Calculating a reasonable attorney's fee award requires a three-step process. McAfee, 738 F.3d at 88. A court must (1) “determine the lodestar figure by multiplying the number of reasonable hours expended times a reasonable rate;” (2) “subtract fees for hours spent on unsuccessful claims unrelated to successful ones;” and (3) “award some percentage of the remaining amount, depending on the degree of success enjoyed by the plaintiff.” Id. (internal quotation marks omitted).
In analyzing the third McAfee step, a court should reduce an award if the relief is limited in comparison to the scope of the litigation as a whole, with a court asking whether the plaintiff achieved a level of success that makes the hours reasonably expended a satisfactory basis for making a fee award. Hensley, 461 U.S. at 434, 438–40; McAfee, 738 F.3d at 92. Accordingly, when a plaintiff has achieved only partial or limited success, the product of hours reasonably expended on the litigation as a whole, times a reasonable hourly rate, may be an excessive amount “even where the plaintiff's claims were interrelated, nonfrivolous, and raised in good faith.” Hensley, 461 U.S. at 436. An attorney's fee award under § 1988 is therefore not driven by whether it was reasonable to file suit or whether plaintiff's counsel litigated the case with devotion and skill. Rather, “the extent of a plaintiff's success is ‘the most critical factor.’ ” McAfee, 738 F.3d at 92 (quoting Hensley, 461 U.S. at 436).
PLN argues on appeal that the district court abused its discretion in reducing the fee award by 45%, noting that it “achieved excellent results in the litigation.” Appellant's Br. at 6. PLN puts forward two arguments in support of its conclusion. First, PLN contends that it did not primarily seek money damages, and therefore the court unfairly accounted for its lack of damages in reducing the fee award. Second, PLN argues that the 45% reduction was arbitrary.

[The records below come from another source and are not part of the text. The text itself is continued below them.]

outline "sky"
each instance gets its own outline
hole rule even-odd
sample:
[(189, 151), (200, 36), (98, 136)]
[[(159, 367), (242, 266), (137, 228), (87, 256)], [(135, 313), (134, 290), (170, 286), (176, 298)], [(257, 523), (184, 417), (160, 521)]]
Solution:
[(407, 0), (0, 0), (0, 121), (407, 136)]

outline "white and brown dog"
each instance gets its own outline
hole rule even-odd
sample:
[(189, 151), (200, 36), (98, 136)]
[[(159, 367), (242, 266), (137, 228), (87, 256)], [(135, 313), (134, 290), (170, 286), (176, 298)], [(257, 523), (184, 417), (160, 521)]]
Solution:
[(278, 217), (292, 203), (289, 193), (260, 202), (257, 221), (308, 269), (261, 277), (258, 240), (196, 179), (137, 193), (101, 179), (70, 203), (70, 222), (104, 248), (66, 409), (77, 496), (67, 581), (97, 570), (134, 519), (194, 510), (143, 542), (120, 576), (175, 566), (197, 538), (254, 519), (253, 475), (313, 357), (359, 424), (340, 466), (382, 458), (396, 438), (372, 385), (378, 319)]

We disagree with PLN's arguments that the district court's calculation was unfair or arbitrary. As noted above, the court explained in detail the damages sought, the relief obtained in the case, and its reasoning for reducing the fee award. The court specifically—and correctly—pointed out that PLN unsuccessfully “pursued money damages at all stages of the case.” Stolle II, 129 F. Supp. 3d at 405 n.6. In its final analysis, the court clearly weighed “[PLN]'s tangible and substantial victories on some of its § 1983 claims, while also taking into account Defendants' success in avoiding any monetary damages as well as defending the constitutionality of their prior exclusion of all of [PLN]'s publications from the VBCC based on the lawful VBSO ‘ordering forms' policy.” Id. at 407. In other words, the court adequately “provide[d] a concise but clear explanation of its reasons,” and “ma[de] clear that it has considered the relationship between the amount of the fee awarded and the results obtained.” Hensley, 461 U.S. at 437.
PLN fails to show—and nothing in the record indicates—that the 45% reduction was “clearly wrong” or that the district court has committed an “error of law.” Nor does PLN meet the demanding burden of establishing an abuse of discretion on appeal. Given the civil rights issues involved in this case, another judge may have reasonably ordered a higher fee award. However, the reduction applied by the district court was not unreasonable and was well within the bounds of the court's broad discretion.